C'est la première fois en 40 ans d’histoire que la société prend une telle mesure. Le navire sous contrat, dont le premier voyage est prévu en juillet, n'est qu'un exemple des solutions de secours auquel le commerçant a eu recours pour pallier les déficits d'approvisionnement. Il indique avoir sollicité le fret aérien pour des articles de plus grande valeur ou plus petits, justifiant le surcoût d’un avion-cargo. Il s’est même fourni en articles à des coûts plus élevés sur le marché au comptant, quoi qu’il en coûte, alors que ses fournisseurs contractuels auraient dû lui assurer un volume et un prix négociés.

Atténuer le risque de ne pas avoir les stocks à temps

Les détaillants entrant dans la période de pointe, qui commence généralement en août, et les ratios stocks/ventes des détaillants historiquement bas ont sans doute contribué à le faire basculer en faveur de ces alternatives pourtant coûteuses.

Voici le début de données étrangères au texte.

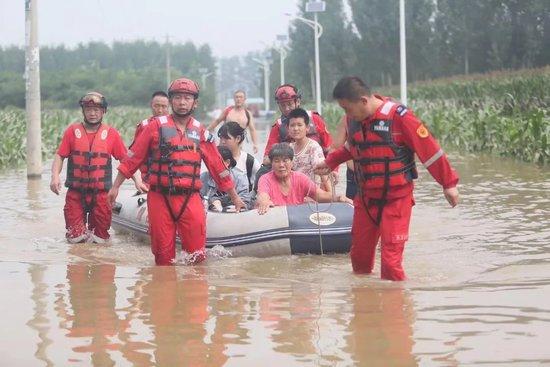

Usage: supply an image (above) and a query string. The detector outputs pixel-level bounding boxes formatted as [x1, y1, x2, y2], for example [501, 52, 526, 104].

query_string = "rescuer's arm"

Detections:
[50, 153, 64, 195]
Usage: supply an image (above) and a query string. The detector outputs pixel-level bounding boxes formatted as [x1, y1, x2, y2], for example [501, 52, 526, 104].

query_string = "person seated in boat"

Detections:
[256, 143, 349, 214]
[201, 146, 251, 212]
[288, 108, 332, 192]
[218, 121, 260, 196]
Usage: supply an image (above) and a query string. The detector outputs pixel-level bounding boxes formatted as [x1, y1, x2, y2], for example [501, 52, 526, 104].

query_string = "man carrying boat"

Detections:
[109, 78, 245, 265]
[50, 92, 126, 243]
[316, 77, 459, 280]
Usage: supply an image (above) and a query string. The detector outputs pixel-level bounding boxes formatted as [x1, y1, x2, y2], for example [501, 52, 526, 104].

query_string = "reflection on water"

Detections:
[0, 146, 550, 366]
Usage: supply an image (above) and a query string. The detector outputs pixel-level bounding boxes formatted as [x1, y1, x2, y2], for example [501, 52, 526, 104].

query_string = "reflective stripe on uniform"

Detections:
[424, 149, 443, 168]
[380, 101, 395, 115]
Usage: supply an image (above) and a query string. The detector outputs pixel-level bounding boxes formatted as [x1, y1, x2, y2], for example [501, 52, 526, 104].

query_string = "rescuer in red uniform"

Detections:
[50, 92, 126, 243]
[109, 78, 245, 265]
[264, 84, 332, 165]
[316, 77, 458, 280]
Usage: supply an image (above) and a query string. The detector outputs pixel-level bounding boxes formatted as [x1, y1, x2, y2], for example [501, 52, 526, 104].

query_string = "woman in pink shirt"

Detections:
[256, 143, 347, 214]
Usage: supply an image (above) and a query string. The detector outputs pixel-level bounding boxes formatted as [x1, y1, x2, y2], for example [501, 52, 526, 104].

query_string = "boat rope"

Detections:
[307, 173, 336, 255]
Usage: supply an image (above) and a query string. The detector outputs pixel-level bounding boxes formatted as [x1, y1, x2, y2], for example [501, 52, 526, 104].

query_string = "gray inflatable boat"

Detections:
[113, 192, 353, 257]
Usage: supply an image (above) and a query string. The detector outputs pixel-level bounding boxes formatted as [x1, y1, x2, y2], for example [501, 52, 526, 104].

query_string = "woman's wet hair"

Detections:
[288, 108, 309, 125]
[218, 121, 245, 144]
[218, 145, 237, 168]
[269, 143, 294, 161]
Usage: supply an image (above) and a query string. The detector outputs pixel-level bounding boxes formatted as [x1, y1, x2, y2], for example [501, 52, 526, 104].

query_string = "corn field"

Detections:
[0, 107, 151, 168]
[323, 67, 550, 164]
[0, 67, 550, 168]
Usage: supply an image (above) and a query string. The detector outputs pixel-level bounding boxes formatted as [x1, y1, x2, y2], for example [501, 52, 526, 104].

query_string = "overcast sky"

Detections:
[0, 0, 297, 56]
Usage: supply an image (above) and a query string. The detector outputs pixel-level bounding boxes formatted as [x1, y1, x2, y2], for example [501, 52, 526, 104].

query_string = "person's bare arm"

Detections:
[248, 112, 258, 154]
[329, 116, 348, 152]
[50, 154, 65, 195]
[256, 192, 273, 215]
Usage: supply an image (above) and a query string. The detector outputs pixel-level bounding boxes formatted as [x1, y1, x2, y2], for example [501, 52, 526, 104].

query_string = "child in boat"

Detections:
[201, 146, 251, 212]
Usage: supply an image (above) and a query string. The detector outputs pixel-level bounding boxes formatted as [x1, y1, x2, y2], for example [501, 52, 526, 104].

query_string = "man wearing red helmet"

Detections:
[264, 84, 332, 164]
[50, 92, 126, 243]
[315, 77, 459, 280]
[109, 78, 245, 265]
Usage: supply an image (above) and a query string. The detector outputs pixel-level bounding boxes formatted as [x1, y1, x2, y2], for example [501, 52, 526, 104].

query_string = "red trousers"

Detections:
[63, 189, 112, 242]
[147, 191, 206, 265]
[350, 193, 414, 280]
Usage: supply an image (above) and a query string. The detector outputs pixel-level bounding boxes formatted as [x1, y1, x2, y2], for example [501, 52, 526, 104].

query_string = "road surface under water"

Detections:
[0, 122, 550, 366]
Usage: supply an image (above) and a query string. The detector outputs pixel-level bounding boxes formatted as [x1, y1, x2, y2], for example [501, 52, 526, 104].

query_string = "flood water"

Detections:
[0, 131, 550, 366]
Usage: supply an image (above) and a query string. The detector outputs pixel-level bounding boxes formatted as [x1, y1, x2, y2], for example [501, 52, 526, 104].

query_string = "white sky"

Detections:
[0, 0, 297, 57]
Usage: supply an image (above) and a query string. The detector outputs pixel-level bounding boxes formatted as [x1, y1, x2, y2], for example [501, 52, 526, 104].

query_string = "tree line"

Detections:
[0, 41, 215, 109]
[0, 0, 550, 111]
[266, 0, 550, 105]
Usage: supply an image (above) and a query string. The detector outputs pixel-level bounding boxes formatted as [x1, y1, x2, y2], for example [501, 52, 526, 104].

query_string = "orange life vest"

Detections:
[147, 116, 203, 195]
[65, 123, 112, 192]
[347, 101, 418, 196]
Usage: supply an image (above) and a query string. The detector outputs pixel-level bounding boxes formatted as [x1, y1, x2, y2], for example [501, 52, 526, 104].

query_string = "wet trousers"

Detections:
[350, 193, 414, 280]
[63, 189, 112, 242]
[147, 191, 206, 265]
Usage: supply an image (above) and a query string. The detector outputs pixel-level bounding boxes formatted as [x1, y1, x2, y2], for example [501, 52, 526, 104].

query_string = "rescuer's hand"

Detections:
[107, 186, 118, 206]
[314, 161, 331, 175]
[135, 180, 149, 194]
[443, 187, 459, 208]
[227, 187, 246, 213]
[50, 175, 61, 195]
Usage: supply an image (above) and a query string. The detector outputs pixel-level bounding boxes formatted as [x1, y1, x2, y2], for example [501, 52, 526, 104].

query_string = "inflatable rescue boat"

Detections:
[113, 192, 353, 257]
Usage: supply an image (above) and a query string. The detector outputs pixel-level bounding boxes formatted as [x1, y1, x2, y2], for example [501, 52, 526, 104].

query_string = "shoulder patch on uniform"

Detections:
[416, 124, 430, 138]
[380, 101, 395, 115]
[203, 129, 214, 143]
[395, 104, 408, 116]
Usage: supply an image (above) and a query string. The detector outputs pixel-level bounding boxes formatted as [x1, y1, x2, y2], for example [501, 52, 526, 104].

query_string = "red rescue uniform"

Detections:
[118, 115, 234, 265]
[57, 123, 126, 242]
[325, 96, 458, 280]
[264, 111, 332, 157]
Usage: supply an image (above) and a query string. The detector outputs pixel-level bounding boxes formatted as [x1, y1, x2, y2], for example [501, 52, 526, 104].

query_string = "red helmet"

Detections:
[275, 84, 302, 102]
[168, 78, 203, 98]
[78, 92, 107, 112]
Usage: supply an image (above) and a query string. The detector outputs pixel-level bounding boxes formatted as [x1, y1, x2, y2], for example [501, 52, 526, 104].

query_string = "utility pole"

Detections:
[25, 0, 42, 178]
[166, 35, 172, 89]
[399, 0, 407, 105]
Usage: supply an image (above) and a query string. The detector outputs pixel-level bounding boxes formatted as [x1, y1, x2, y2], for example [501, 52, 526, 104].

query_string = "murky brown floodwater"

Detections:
[0, 123, 550, 366]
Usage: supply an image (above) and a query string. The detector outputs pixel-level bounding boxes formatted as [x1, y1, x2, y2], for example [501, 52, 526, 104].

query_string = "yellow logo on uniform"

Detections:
[416, 124, 430, 138]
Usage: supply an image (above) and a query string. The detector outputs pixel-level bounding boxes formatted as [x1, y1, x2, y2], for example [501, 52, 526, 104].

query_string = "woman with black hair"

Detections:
[201, 146, 251, 212]
[218, 121, 260, 191]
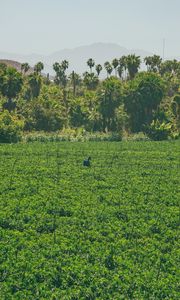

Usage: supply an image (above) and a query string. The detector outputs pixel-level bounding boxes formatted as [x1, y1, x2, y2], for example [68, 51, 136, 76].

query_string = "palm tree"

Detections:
[87, 58, 95, 73]
[69, 71, 81, 96]
[21, 63, 30, 75]
[34, 61, 44, 74]
[96, 64, 102, 76]
[127, 54, 141, 79]
[112, 58, 119, 76]
[61, 60, 69, 71]
[117, 65, 123, 79]
[119, 55, 127, 79]
[144, 55, 162, 72]
[104, 61, 113, 77]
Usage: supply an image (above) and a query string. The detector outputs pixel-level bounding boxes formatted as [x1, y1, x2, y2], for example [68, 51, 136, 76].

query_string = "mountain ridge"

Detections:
[0, 42, 153, 74]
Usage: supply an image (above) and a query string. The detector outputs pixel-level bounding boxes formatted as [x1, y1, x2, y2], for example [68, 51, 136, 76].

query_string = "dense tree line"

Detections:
[0, 54, 180, 139]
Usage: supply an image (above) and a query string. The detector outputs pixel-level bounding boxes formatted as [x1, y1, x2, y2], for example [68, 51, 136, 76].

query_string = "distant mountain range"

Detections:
[4, 43, 178, 75]
[0, 43, 155, 74]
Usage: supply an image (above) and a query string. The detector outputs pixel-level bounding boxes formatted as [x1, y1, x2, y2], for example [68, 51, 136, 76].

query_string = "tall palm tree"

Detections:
[144, 55, 162, 72]
[96, 64, 102, 76]
[87, 58, 95, 73]
[117, 65, 123, 79]
[69, 71, 81, 96]
[61, 60, 69, 71]
[119, 55, 127, 79]
[104, 61, 113, 77]
[21, 63, 30, 75]
[127, 54, 141, 79]
[112, 58, 119, 76]
[34, 61, 44, 74]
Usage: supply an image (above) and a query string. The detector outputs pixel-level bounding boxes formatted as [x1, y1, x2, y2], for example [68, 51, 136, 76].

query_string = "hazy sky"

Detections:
[0, 0, 180, 56]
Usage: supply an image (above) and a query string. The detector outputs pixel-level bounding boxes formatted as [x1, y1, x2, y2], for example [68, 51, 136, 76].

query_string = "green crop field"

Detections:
[0, 141, 180, 300]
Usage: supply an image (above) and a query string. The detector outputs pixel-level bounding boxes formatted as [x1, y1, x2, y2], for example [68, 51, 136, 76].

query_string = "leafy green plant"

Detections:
[0, 111, 24, 143]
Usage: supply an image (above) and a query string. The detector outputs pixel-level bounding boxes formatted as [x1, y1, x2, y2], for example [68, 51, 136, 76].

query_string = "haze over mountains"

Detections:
[0, 43, 153, 74]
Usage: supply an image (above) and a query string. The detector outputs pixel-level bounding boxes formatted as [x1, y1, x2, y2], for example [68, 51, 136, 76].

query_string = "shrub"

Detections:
[0, 110, 23, 143]
[145, 120, 172, 141]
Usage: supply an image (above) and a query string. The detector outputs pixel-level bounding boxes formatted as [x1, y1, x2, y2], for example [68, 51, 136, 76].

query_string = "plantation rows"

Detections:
[0, 141, 180, 300]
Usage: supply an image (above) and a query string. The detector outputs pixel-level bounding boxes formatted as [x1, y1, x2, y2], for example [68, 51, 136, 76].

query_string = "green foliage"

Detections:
[97, 77, 122, 131]
[0, 67, 23, 111]
[0, 111, 24, 143]
[0, 141, 180, 300]
[145, 120, 172, 141]
[0, 54, 180, 136]
[124, 72, 164, 132]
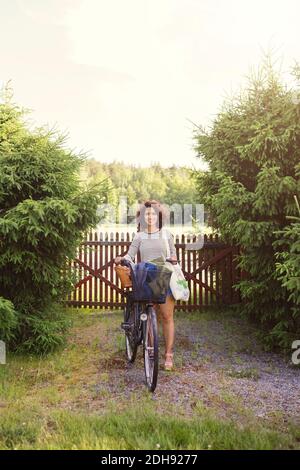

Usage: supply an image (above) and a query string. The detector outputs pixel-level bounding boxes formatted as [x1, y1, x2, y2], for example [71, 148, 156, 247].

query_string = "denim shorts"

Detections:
[166, 287, 173, 297]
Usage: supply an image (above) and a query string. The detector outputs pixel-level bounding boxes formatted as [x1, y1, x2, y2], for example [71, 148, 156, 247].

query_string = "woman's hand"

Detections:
[166, 256, 178, 264]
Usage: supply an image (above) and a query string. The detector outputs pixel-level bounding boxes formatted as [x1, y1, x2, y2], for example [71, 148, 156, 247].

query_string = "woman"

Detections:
[114, 200, 177, 370]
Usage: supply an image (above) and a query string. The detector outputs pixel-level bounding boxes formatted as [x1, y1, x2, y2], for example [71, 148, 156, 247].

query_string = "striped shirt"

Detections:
[123, 228, 176, 262]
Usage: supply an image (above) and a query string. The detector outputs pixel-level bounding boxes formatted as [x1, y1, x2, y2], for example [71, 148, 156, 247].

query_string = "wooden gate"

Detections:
[66, 232, 240, 310]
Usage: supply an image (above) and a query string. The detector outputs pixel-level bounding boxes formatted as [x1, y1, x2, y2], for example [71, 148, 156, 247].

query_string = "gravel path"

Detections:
[91, 313, 300, 425]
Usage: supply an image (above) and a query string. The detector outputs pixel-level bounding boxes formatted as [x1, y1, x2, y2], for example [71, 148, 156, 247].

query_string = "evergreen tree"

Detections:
[194, 61, 300, 348]
[0, 90, 108, 353]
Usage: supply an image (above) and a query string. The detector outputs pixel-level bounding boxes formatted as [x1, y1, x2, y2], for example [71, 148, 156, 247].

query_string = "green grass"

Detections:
[0, 309, 300, 450]
[0, 406, 289, 450]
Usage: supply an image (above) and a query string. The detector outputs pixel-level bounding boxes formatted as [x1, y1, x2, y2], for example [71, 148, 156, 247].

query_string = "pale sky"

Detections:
[0, 0, 300, 168]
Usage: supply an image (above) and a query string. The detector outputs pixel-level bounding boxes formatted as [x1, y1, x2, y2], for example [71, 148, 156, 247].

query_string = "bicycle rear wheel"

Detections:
[124, 302, 138, 363]
[143, 306, 158, 392]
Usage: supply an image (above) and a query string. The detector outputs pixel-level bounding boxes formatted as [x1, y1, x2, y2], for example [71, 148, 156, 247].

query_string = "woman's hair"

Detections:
[136, 199, 167, 232]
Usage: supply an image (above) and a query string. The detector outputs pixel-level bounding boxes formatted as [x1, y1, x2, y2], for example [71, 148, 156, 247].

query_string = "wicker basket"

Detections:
[115, 265, 132, 287]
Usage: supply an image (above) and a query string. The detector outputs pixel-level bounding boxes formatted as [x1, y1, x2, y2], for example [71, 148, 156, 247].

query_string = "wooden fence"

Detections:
[66, 232, 240, 310]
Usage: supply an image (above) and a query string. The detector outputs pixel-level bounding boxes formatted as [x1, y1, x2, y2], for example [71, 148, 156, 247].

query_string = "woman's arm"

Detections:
[115, 233, 141, 264]
[168, 232, 176, 258]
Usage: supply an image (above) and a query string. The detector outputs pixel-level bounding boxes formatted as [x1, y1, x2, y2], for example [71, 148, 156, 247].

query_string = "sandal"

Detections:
[165, 353, 174, 370]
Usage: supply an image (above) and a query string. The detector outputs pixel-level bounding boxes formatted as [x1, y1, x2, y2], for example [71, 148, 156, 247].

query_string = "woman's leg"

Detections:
[159, 295, 175, 354]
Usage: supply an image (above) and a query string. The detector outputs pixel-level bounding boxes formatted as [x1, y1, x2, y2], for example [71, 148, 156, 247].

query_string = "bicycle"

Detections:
[121, 260, 171, 392]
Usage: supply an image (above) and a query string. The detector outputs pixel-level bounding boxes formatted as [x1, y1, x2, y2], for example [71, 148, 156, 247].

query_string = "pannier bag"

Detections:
[131, 261, 172, 303]
[115, 265, 132, 287]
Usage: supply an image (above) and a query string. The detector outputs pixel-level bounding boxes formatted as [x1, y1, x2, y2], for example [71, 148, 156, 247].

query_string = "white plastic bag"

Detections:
[163, 228, 190, 302]
[170, 264, 190, 302]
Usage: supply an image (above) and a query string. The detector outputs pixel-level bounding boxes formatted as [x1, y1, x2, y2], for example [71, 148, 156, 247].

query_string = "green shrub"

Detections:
[0, 297, 18, 342]
[0, 87, 107, 352]
[194, 62, 300, 348]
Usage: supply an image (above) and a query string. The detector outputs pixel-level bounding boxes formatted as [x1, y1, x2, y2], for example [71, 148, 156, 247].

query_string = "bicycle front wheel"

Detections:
[143, 306, 158, 392]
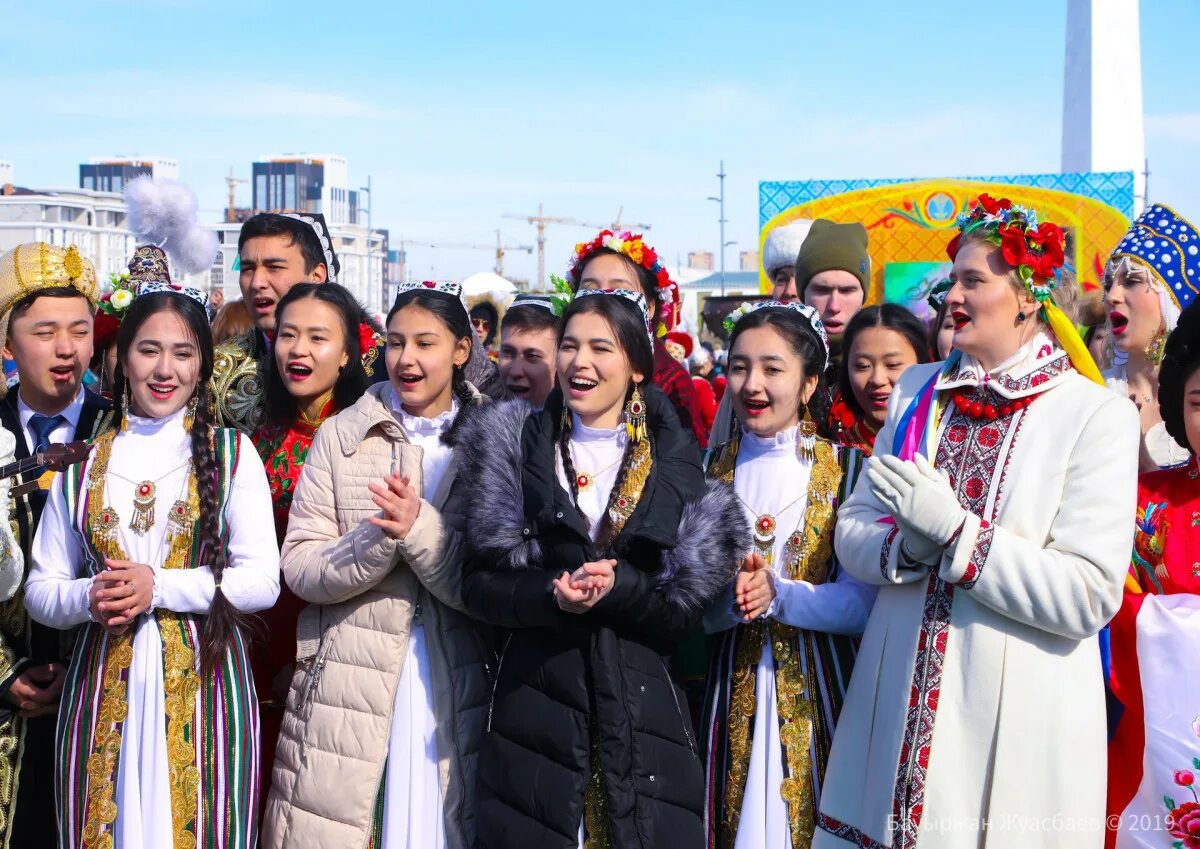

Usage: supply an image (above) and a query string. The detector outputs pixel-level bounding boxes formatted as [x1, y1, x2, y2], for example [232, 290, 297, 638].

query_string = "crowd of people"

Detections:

Pour les importateurs/exportateurs, les difficultés logistiques actuelles des chaînes d’approvisionnement mondiales se traduisent par des ruptures de stock, de longs délais avant d’être réachalandés et des prix beaucoup plus élevés. Certains d’entre eux ont même pensé à diversifier leur sourcing de façon à éviter les lignes encombrées voire à anticiper grandement leurs achats pour atténuer le risque de ne pas avoir les stocks à temps.

En mode « tramp » 

Jusqu’à présent, seuls quelques transitaires à l’instar de Panalpina, DSV ou Geodis se sont employés à affréter de petits navires polyvalents disposant d’une capacité de 800 à 900 EVP. Dans un autre style, le transporteur intra asiatique China United Lines, qui a commencé par mettre en service un navire sur un service mensuel entre Asie et Europe pour répondre à un acteur de la grande distribution en panne de conteneurs et de navires, a fini par rendre son service Asie-Europe AEX bimensuel à partir de juin avec quatre navires. 

Les transitaires, qui y ont recours, ne l’envisagent que comme une solution temporaire ou de circonstance, en mode « tramp ». Les prix élevés du spot peuvent justifier aujourd’hui un tel investissement mais dans la perspective de la baisse des taux de fret, exploiter un navire est un non-sens. Ils ne pourront jamais obtenir la rentabilité d’un 20 000 EVP. Affréter un navire suppose en outre un contrat avec un terminal sans parler ensuite de l’organisation du transport sans couture entre mer et terre, ce que les transitaires savent du reste organiser mais pas les chargeurs. 

À quand un retour à l’horloge ?

C’est la question qui ronge tous ceux qui en sont privés aujourd’hui : à quand le retour à un vrai service de ligne car « un départ hebdomadaire retardé de 21 jours, cela ne s’appelle plus un transport de ligne ? », plaisante un professionnel.

Le consommateur pour sa part va devoir s’y préparer. Vu le prix du transport qui dépasse largement, avec les frais et charges, plus de 10 000 $ sur des lignes stratégiques pour l’approvisionnement du monde, il est étonnant qu’une partie de ce coût n’ait pas encore été répercuté sur le chaland. Un cadeau de Noël sans doute si d’aventure les articles sont en rayon.